Another ’66 echo was that Jordan Pickford broke Gordon Banks’ England record (696) for the most minutes without conceding a goal - but not by much, Three minutes later, a scorching Mikkel Damsgaard free-kick flew unstoppably into Pickford’s net and England were behind for the first time at this tournament. Would they crumble as they had against Iceland in 2016? England delivered an answer nine minutes later when Kane slid the ball to Bukayo Saka in a crossing position and Simon Kjaer bundled the ball into his own net ahead of Sterling.
'I am extremely proud' - Kane reflects on England's historic night
The second-half siege of Denmark will live long in that country’s folklore. It extended the mission the Danes have been on to honour Christian Eriksen, who was revived on the pitch from a cardiac arrest in their first match. They were superbly resolute. But England’s quality at grinding them down won through eventually. The depth of Southgate’s squad inflicted rolling pressure.
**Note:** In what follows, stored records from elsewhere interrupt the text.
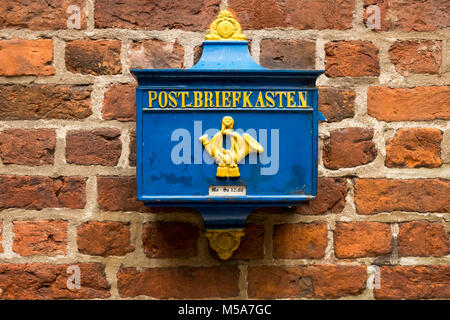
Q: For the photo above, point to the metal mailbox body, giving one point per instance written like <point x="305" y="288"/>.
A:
<point x="277" y="109"/>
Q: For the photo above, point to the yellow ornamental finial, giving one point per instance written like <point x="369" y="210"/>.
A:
<point x="225" y="27"/>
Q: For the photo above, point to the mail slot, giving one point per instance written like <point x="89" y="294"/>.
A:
<point x="226" y="136"/>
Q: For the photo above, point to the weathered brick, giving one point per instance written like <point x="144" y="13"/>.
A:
<point x="45" y="238"/>
<point x="288" y="54"/>
<point x="351" y="59"/>
<point x="1" y="232"/>
<point x="34" y="281"/>
<point x="414" y="148"/>
<point x="411" y="15"/>
<point x="336" y="104"/>
<point x="104" y="238"/>
<point x="362" y="239"/>
<point x="314" y="281"/>
<point x="170" y="240"/>
<point x="252" y="243"/>
<point x="402" y="104"/>
<point x="349" y="147"/>
<point x="118" y="194"/>
<point x="422" y="238"/>
<point x="414" y="282"/>
<point x="95" y="147"/>
<point x="120" y="102"/>
<point x="96" y="57"/>
<point x="31" y="102"/>
<point x="156" y="15"/>
<point x="37" y="192"/>
<point x="133" y="149"/>
<point x="35" y="58"/>
<point x="300" y="240"/>
<point x="27" y="147"/>
<point x="179" y="283"/>
<point x="300" y="15"/>
<point x="39" y="15"/>
<point x="156" y="54"/>
<point x="330" y="198"/>
<point x="416" y="195"/>
<point x="416" y="56"/>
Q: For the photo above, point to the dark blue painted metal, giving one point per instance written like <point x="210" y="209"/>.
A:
<point x="226" y="66"/>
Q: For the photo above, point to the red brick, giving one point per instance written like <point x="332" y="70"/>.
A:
<point x="414" y="282"/>
<point x="27" y="147"/>
<point x="35" y="59"/>
<point x="300" y="15"/>
<point x="402" y="104"/>
<point x="416" y="56"/>
<point x="1" y="231"/>
<point x="104" y="238"/>
<point x="414" y="148"/>
<point x="44" y="238"/>
<point x="170" y="240"/>
<point x="362" y="239"/>
<point x="351" y="59"/>
<point x="314" y="281"/>
<point x="119" y="194"/>
<point x="416" y="195"/>
<point x="96" y="57"/>
<point x="252" y="243"/>
<point x="37" y="192"/>
<point x="421" y="239"/>
<point x="95" y="147"/>
<point x="156" y="54"/>
<point x="349" y="147"/>
<point x="37" y="281"/>
<point x="133" y="149"/>
<point x="300" y="241"/>
<point x="32" y="102"/>
<point x="179" y="283"/>
<point x="412" y="15"/>
<point x="330" y="198"/>
<point x="336" y="104"/>
<point x="39" y="15"/>
<point x="156" y="15"/>
<point x="120" y="102"/>
<point x="288" y="54"/>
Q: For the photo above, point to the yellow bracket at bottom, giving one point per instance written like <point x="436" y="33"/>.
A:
<point x="224" y="241"/>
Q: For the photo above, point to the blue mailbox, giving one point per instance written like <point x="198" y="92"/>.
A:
<point x="226" y="136"/>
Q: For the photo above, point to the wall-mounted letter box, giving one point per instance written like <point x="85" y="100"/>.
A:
<point x="226" y="136"/>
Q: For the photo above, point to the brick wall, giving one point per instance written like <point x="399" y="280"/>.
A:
<point x="378" y="229"/>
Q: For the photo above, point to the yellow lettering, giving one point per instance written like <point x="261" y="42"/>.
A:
<point x="280" y="96"/>
<point x="290" y="100"/>
<point x="260" y="101"/>
<point x="173" y="100"/>
<point x="270" y="99"/>
<point x="218" y="99"/>
<point x="184" y="96"/>
<point x="198" y="99"/>
<point x="236" y="98"/>
<point x="302" y="98"/>
<point x="226" y="98"/>
<point x="162" y="99"/>
<point x="208" y="99"/>
<point x="246" y="99"/>
<point x="152" y="95"/>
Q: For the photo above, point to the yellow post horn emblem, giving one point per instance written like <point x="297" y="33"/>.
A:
<point x="228" y="160"/>
<point x="225" y="27"/>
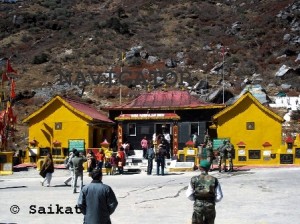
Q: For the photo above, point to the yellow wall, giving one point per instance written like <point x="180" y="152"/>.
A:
<point x="42" y="126"/>
<point x="267" y="129"/>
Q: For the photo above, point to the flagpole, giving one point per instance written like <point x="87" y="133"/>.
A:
<point x="223" y="76"/>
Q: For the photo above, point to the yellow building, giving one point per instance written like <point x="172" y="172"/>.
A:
<point x="63" y="124"/>
<point x="255" y="132"/>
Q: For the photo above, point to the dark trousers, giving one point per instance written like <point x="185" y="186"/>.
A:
<point x="100" y="165"/>
<point x="150" y="166"/>
<point x="160" y="163"/>
<point x="204" y="213"/>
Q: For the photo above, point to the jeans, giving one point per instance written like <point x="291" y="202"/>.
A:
<point x="70" y="178"/>
<point x="47" y="179"/>
<point x="76" y="175"/>
<point x="160" y="163"/>
<point x="150" y="166"/>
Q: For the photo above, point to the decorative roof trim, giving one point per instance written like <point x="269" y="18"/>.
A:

The home fans redoubled their support, knowing that England’s bench bristled with reinforcements.
Southgate too showed his steel, sending Jack Grealish on in the 69th minute and taking him off again half-way through extra-time. When this tournament kicked off Southgate was supposedly a hostage to all the young talent in his squad. His job was simply to avoid getting in its way. Instead he has rotated his starlets, backed his own judgment and exercised absolute power in team selection.
"The most pleasing thing is we've given the fans and nation a fantastic night and the journey carries on for another four days,” Southgate said. "We suffered in Moscow [at the 2018 World Cup] on a night like this and we've managed to put that right."
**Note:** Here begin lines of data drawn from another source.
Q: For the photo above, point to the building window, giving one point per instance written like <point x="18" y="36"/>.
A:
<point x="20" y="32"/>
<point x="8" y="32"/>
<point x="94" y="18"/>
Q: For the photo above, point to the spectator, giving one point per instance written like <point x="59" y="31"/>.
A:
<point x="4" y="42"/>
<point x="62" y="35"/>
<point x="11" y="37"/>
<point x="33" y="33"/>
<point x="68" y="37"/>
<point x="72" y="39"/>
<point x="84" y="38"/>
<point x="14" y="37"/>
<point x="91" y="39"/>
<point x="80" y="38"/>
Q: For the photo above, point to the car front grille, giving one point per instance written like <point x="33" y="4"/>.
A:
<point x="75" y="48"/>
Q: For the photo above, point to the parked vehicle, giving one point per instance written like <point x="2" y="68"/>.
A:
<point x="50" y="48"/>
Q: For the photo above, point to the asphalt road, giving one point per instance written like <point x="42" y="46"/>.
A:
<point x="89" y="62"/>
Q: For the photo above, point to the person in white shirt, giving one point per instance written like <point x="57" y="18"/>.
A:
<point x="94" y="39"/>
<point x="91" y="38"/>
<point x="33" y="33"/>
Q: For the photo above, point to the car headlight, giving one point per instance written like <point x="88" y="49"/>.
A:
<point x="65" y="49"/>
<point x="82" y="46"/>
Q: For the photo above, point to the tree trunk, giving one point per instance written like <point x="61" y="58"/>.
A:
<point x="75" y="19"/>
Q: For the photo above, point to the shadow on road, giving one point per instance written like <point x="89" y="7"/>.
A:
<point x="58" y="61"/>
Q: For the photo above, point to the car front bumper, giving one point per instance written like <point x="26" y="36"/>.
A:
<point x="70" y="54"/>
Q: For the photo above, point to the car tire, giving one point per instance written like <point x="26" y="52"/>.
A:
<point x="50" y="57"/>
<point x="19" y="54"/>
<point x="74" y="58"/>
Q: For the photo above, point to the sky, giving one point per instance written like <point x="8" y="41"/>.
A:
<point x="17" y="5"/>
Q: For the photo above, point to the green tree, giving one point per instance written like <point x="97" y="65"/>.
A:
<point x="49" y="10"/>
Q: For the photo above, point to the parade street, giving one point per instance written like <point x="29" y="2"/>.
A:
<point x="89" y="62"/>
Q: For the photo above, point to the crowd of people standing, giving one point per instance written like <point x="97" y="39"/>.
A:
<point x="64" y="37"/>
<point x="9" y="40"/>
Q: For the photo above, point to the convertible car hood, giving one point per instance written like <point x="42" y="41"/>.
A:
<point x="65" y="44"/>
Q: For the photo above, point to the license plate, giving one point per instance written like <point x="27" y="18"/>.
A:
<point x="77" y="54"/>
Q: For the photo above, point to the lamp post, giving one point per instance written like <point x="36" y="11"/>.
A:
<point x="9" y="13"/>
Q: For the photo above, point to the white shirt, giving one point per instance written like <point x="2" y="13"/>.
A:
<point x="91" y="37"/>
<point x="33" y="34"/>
LONDON, ENGLAND - JULY 07: Gareth Southgate, Head Coach of England celebrates their side's victory after the UEFA Euro 2020 Championship Semi-final match between England and Denmark at Wembley Stadium on July 07, 2021 in London, England.
Image credit: Getty Images
Kane said: “We can talk as much as we want about 2018 and how much we’ve learned but it’s about doing it on the pitch.”
England’s second consecutive major tournament semi-final opened a path to greater glory. An imperfect but still formidable Italy side marshalled and motivated by Roberto Mancini stand in the way. A pleasure denied the English since Bobby Moore led England out in the old Empire Stadium 55 years ago will flood the country as it emerges, uncertainly and perhaps dangerously, from Covid shutdowns.
In this Wembley crowd you could feel the energy of release, from confinement, yes, but also from that weight of history, that sense that England were doomed not to go all the way. The last survivors of the ’66 team were starting to think they’d never see another England side in a final. But soon it will dawn on everyone that reaching the last match is only part of it. A big part, but not the full consummation. Thoughts must turn now to winning it.